C’est Moïse qui agit, c’est Aaron qui parle, car Moïse n’était pas orateur : sa parole, difficile, le trahissait souvent ; il balbutiait, peut-être même bégayait-il : Je suis incirconcis des lèvres, lui fait dire l’auteur du Pentateuque. Le premier effort de Moïse pour jeter les Israélites hors de l’Égypte paraît avoir échoué ; ce serait Aaron qui, prenant la parole, aurait fini par persuader les Hébreux. Aaron était comme le prophète de Moïse : Alors l’Éternel dit à Moïse : Vois ! Je te fais dieu pour Pharaon, et Aaron ton frère sera ton prophète. Cependant Moïse avait le bâton du commandement.

Aussitôt après le coucher du soleil, — à minuit, dit un passage de la Bible, invraisemblable, — les émigrants obéissant à Aaron quittaient en masse la terre de Gessen : Et je ferai obtenir à ce peuple les bonnes grâces des Égyptiens, de sorte que quand vous partirez vous ne partirez pas les mains vides. Mais chaque femme demandera à sa voisine et à celle qui demeure dans sa maison, des objets d’or et des habits pour en revêtir vos fils et vos filles, afin de dépouiller les Égyptiens. La Bible évalue à six cent mille, sans compter les femmes et les enfants, la quantité des Israélites qui partirent de Gessen. Plusieurs chiffres contradictoires sont donnés dans la Bible même. Le mouvement d’exode entraîna beaucoup de non Israélites. Grossie de ces étrangers, la masse des émigrants est citée comme ayant atteint le total de trois millions d’hommes, partis avec des troupeaux nombreux, ce qui n’est pas admissible. On ne saurait admettre davantage que l’exode se soit accompli en une seule nuit.

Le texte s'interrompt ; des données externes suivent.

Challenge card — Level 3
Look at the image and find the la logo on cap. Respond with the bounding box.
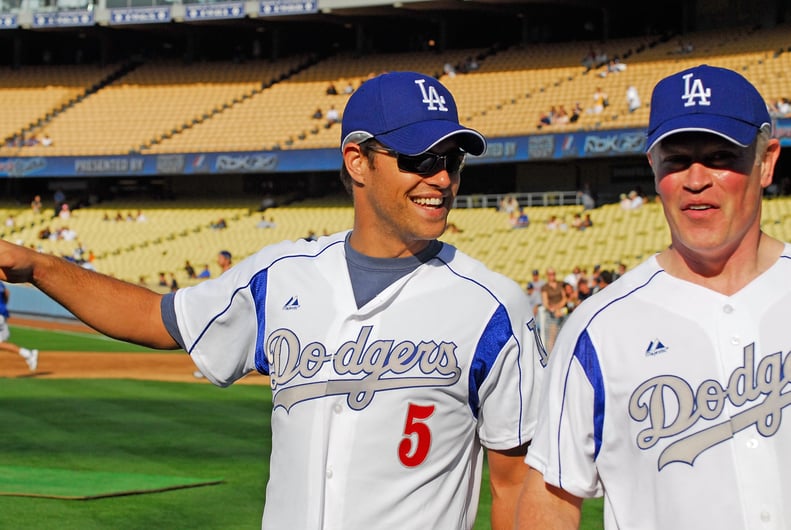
[415,79,448,112]
[681,73,711,107]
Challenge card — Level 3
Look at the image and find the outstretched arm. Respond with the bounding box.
[516,469,582,530]
[487,444,530,530]
[0,241,178,349]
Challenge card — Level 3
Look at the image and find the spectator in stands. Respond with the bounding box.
[563,265,582,290]
[541,268,568,352]
[525,282,541,316]
[530,269,547,292]
[57,226,77,241]
[563,282,580,315]
[325,105,341,129]
[593,270,613,294]
[569,101,585,123]
[577,186,596,210]
[184,260,198,279]
[592,87,610,114]
[553,105,571,125]
[30,195,44,214]
[217,250,233,274]
[510,207,530,228]
[612,261,626,281]
[500,193,519,215]
[446,223,464,235]
[255,215,277,228]
[52,188,66,217]
[536,110,552,129]
[577,278,593,303]
[571,212,585,230]
[0,282,38,372]
[629,190,645,210]
[626,85,641,112]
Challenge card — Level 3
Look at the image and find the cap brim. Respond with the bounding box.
[646,114,758,152]
[376,120,486,156]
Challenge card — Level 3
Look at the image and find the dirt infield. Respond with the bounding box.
[0,317,269,385]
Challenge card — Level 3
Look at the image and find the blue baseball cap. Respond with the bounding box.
[341,72,486,156]
[646,64,772,151]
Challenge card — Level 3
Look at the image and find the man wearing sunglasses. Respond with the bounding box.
[0,72,545,529]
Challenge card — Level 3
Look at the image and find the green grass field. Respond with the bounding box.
[0,327,602,530]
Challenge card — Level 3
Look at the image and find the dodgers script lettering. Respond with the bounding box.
[629,343,791,470]
[265,326,461,411]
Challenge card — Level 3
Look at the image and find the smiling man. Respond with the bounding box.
[0,72,545,530]
[518,65,791,530]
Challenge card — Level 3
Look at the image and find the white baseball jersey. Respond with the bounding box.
[175,233,542,530]
[526,245,791,530]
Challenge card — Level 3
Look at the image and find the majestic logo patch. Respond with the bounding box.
[629,343,791,471]
[283,295,299,311]
[415,79,448,112]
[645,339,667,357]
[681,74,711,107]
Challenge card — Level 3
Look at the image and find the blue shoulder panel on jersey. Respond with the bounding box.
[250,269,269,375]
[574,330,604,460]
[468,304,522,418]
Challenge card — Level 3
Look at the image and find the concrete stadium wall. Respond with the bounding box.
[6,284,76,320]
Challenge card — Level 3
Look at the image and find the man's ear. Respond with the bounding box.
[761,138,780,188]
[343,142,369,185]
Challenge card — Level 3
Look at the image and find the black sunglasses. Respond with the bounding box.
[365,144,466,177]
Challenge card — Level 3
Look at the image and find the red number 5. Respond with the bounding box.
[398,403,434,467]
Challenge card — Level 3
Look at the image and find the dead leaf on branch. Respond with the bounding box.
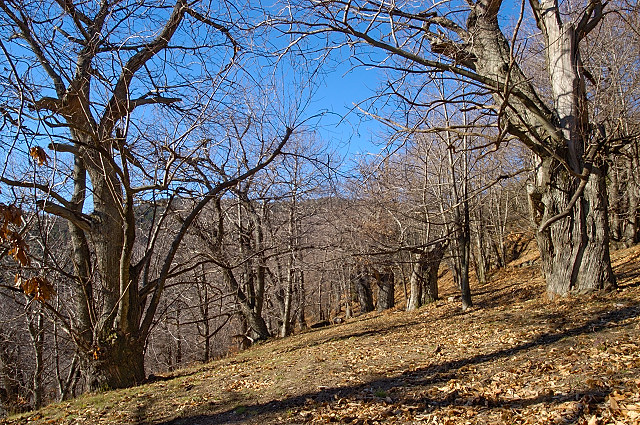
[0,204,22,231]
[16,276,55,302]
[29,146,50,166]
[3,230,31,267]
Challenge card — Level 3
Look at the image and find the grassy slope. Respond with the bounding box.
[3,247,640,425]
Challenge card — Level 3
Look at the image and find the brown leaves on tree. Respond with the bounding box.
[0,200,31,266]
[29,146,50,166]
[16,276,55,302]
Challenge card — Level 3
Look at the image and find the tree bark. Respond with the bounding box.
[355,272,375,313]
[82,332,146,391]
[407,242,444,310]
[376,268,395,311]
[468,0,615,297]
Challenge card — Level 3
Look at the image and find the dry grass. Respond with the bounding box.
[4,243,640,425]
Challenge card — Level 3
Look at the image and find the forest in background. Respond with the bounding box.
[0,1,640,412]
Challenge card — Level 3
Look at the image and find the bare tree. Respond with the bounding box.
[0,0,292,389]
[280,0,632,296]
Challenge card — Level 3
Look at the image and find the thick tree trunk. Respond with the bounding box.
[468,0,615,297]
[529,160,615,298]
[376,269,395,311]
[407,242,444,310]
[82,333,146,391]
[356,273,374,313]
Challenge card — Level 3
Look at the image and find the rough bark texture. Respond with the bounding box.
[376,269,395,311]
[83,333,146,391]
[468,1,615,297]
[407,243,444,310]
[355,273,374,313]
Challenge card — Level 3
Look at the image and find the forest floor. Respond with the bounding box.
[2,247,640,425]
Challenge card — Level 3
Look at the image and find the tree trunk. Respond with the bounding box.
[82,333,146,391]
[407,242,444,310]
[468,0,615,297]
[376,268,395,311]
[28,311,44,409]
[356,272,374,313]
[529,160,615,298]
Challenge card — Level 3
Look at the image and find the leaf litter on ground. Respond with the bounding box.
[2,242,640,425]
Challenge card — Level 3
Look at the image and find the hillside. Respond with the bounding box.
[2,247,640,425]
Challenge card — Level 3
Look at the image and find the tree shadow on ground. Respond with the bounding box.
[160,305,640,425]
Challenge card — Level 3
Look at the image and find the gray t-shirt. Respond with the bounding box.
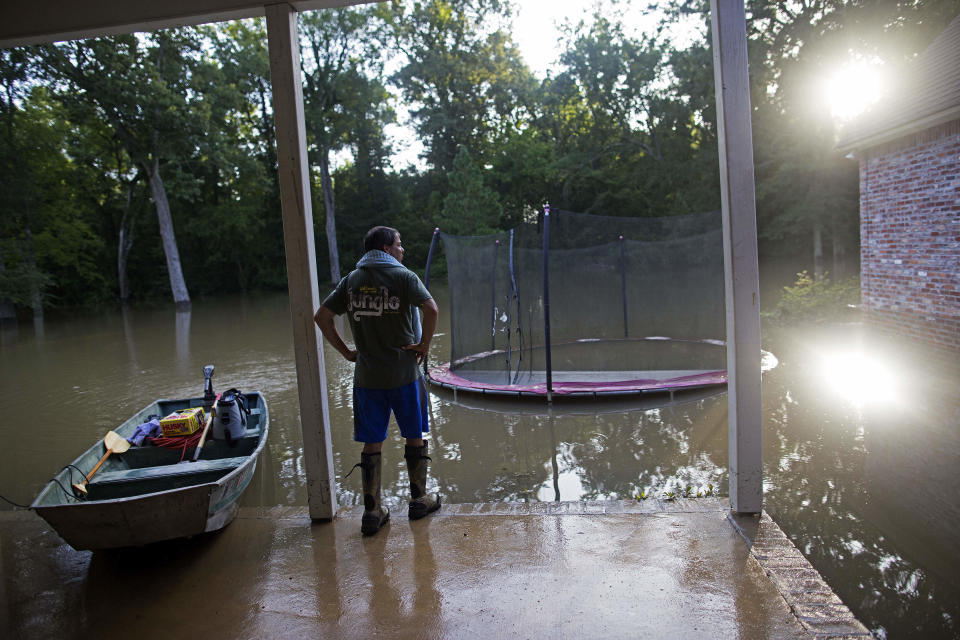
[323,265,433,389]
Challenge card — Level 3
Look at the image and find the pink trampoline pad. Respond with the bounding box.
[427,363,727,396]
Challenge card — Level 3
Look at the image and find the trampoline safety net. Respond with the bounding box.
[429,211,726,394]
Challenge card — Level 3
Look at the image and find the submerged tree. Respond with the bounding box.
[34,30,203,307]
[300,8,386,282]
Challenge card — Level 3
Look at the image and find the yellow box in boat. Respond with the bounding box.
[160,407,207,437]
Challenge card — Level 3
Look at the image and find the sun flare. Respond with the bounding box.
[821,351,897,406]
[825,62,883,120]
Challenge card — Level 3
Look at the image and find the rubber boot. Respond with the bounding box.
[403,442,440,520]
[360,453,390,536]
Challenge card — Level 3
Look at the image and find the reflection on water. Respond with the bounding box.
[0,292,960,637]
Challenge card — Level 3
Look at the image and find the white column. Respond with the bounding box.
[265,4,337,520]
[710,0,763,513]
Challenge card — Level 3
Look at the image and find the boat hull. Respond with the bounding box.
[33,392,269,550]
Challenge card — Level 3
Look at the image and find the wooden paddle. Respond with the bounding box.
[192,393,223,462]
[73,431,130,495]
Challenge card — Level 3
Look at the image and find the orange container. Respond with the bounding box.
[160,407,207,437]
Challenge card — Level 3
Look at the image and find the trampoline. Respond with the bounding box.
[424,207,727,401]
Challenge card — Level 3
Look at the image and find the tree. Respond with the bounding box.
[438,146,502,236]
[300,8,390,282]
[40,30,203,307]
[392,0,535,174]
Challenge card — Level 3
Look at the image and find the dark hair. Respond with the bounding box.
[363,227,400,251]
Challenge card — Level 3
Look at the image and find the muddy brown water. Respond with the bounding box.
[0,285,960,638]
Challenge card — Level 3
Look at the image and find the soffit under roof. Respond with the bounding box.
[837,15,960,151]
[0,0,371,47]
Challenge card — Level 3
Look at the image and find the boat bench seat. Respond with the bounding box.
[90,456,250,485]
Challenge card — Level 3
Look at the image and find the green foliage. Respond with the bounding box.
[0,0,958,316]
[764,271,860,324]
[439,146,502,236]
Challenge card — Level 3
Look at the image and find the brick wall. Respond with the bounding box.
[860,120,960,350]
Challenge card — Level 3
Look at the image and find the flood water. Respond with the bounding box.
[0,285,960,638]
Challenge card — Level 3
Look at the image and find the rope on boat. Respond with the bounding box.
[150,429,203,462]
[0,496,30,509]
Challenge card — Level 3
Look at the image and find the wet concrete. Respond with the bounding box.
[0,499,869,640]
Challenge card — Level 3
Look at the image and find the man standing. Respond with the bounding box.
[313,227,440,535]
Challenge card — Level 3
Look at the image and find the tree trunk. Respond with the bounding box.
[23,220,43,323]
[320,148,340,282]
[117,184,133,305]
[143,158,190,309]
[0,249,17,323]
[831,215,847,281]
[813,220,823,280]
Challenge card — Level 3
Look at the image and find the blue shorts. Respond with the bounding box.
[353,380,430,443]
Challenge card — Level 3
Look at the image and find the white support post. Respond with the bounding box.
[265,4,337,520]
[710,0,763,513]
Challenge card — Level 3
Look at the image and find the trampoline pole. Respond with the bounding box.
[507,229,523,384]
[620,236,630,338]
[423,227,440,375]
[490,240,498,352]
[543,204,553,403]
[423,227,440,291]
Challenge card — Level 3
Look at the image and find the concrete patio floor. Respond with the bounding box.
[0,498,869,640]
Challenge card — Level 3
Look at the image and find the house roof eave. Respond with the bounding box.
[837,104,960,154]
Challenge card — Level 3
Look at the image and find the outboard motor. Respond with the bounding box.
[203,364,217,415]
[213,389,250,445]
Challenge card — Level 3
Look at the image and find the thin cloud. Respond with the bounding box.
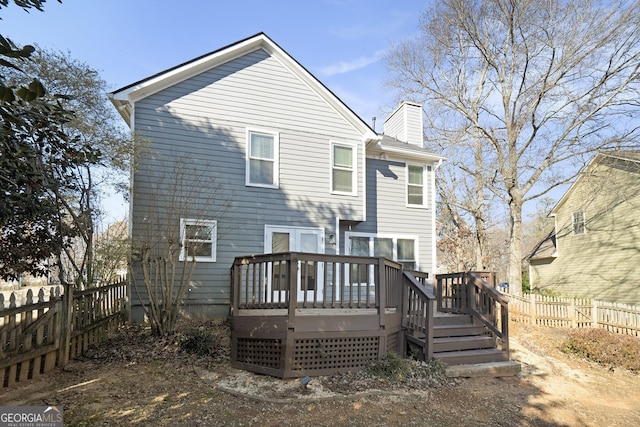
[319,50,385,77]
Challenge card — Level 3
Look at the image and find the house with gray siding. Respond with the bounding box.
[110,33,443,320]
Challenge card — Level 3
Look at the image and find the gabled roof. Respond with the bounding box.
[549,150,640,216]
[372,135,445,162]
[109,32,379,141]
[525,230,558,261]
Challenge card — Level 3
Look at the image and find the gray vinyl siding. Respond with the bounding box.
[343,159,433,274]
[131,50,364,318]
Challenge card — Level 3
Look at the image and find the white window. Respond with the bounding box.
[180,218,218,262]
[246,131,279,188]
[572,211,587,236]
[407,165,430,207]
[331,143,357,195]
[345,232,418,270]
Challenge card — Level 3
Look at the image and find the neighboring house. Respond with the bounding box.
[110,33,442,320]
[528,151,640,304]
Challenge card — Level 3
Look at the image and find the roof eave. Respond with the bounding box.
[109,33,378,138]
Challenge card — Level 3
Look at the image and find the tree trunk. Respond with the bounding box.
[509,195,522,295]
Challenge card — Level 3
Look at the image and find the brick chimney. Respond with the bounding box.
[384,101,423,147]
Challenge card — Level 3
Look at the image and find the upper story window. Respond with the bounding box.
[331,143,356,194]
[180,218,218,262]
[407,165,428,207]
[345,232,418,270]
[572,211,587,236]
[246,131,279,188]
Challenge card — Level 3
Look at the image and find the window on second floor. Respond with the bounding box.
[572,211,587,236]
[180,218,218,262]
[246,131,279,188]
[331,143,356,194]
[407,165,427,206]
[345,232,417,270]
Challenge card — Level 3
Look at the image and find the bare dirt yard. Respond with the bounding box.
[0,323,640,426]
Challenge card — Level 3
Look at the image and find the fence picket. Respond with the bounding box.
[0,277,128,387]
[507,294,640,336]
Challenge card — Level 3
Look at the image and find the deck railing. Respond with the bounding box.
[402,271,435,360]
[231,252,402,310]
[435,272,509,351]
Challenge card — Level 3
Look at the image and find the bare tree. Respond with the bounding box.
[387,0,640,293]
[130,157,231,335]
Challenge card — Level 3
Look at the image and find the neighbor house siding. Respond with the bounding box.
[531,158,640,304]
[131,50,364,318]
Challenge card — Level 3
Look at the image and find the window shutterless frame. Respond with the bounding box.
[406,164,431,208]
[179,218,218,262]
[331,142,358,195]
[245,129,280,188]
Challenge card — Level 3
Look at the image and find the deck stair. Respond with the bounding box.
[407,313,509,365]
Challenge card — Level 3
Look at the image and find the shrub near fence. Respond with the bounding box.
[506,294,640,336]
[0,278,127,387]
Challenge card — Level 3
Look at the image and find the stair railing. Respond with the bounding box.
[465,272,509,352]
[402,270,435,361]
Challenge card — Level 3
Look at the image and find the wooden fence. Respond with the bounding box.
[506,294,640,336]
[0,278,128,387]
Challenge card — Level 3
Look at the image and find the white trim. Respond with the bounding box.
[179,218,218,262]
[244,128,280,188]
[329,141,358,196]
[571,209,587,236]
[344,231,420,270]
[264,224,325,254]
[404,163,431,209]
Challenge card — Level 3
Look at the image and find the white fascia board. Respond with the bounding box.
[382,146,446,162]
[113,34,268,104]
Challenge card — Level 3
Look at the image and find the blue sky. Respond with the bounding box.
[0,0,429,123]
[0,0,430,224]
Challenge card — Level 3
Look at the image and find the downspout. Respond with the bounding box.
[431,159,442,278]
[335,216,340,255]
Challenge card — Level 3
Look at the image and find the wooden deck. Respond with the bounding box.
[231,252,508,378]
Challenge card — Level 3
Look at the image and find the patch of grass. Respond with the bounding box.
[180,329,217,356]
[561,328,640,373]
[365,353,446,380]
[366,353,411,380]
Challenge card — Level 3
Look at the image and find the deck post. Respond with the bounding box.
[285,252,298,329]
[374,257,387,329]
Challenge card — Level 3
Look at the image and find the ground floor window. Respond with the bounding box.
[345,232,418,270]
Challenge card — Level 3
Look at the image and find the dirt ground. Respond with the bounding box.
[0,324,640,426]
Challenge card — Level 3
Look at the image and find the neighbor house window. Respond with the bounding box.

La prédication d’Aaron avait séduit, en même temps que les Hébreux, des habitants du delta, — Égyptiens et Libyens, — que les continuelles batailles tourmentaient et qui suivirent les Israélites auxquels Moïse, par la bouche de son frère, avait promis des merveilles. Ces étrangers, moins audacieux, timorés même, n’ayant pas surtout, comme les Asiatiques l’ont à un si haut degré, le goût des déplacements rapides, confièrent aux Hébreux les vêtements, les bijoux et les divinités qu’ils voulaient emporter. C’est en emportant ces richesses, sans se préoccuper probablement de ceux qui les leur avaient confiées, que les Hébreux, en cette circonstance, dépouillèrent, suivant l’expression biblique, les Égyptiens.

Dès le matin de la sortie d’Égypte, l’exode pouvait être considéré comme définitif. L’abandon de Gessen était un acte, un fait ne permettant pas le repentir. Il y eut certainement un grand enthousiasme parmi les Hébreux lorsqu’ils se sentirent les maîtres d’eux-mêmes, conduits par un chef accepté, de leur race, les dirigeant vers un pays de délices, les délivrant de cette vie instable qu’ils menaient en Gessen, toujours sous le coup d’un caprice royal, assujettis à des labeurs humiliants et improductifs.

Le souvenir du premier « repas public » hors de Gessen ne se perdit jamais ; il se perpétua en une date précise qui devint le commencement de l’ère d’Israël, nouvelle. Alors l’Éternel parla à Moïse et Aaron, au pays d’Égypte, en ces termes : ce mois-ci sera pour vous le premier des mois, en tête des autres mois. Ce fut, à jamais, le commencement de l’année hébraïque, la fête du passage (pésah, pasha), la pascha des Grecs, la Pâque.

Le pharaon s’alarma du départ des Hébreux qui étaient pour lui des travailleurs excellents, corvéables, et qui avaient enlevé à l’Égypte un certain nombre d’habitants du delta. L’armée égyptienne poursuivit donc les coupables, et ce danger fit instantanément ce que Moïse eût mis sans doute beaucoup de temps à obtenir, la cohésion des Hébreux. Il y eut aussitôt, évidemment, un groupement d’hommes ayant la conscience de son être, le sentiment d’une indispensable solidarité. Par des tatouages aux mains, au front, entre les deux yeux, les émigrants se firent des signes de reconnaissance, de distinction.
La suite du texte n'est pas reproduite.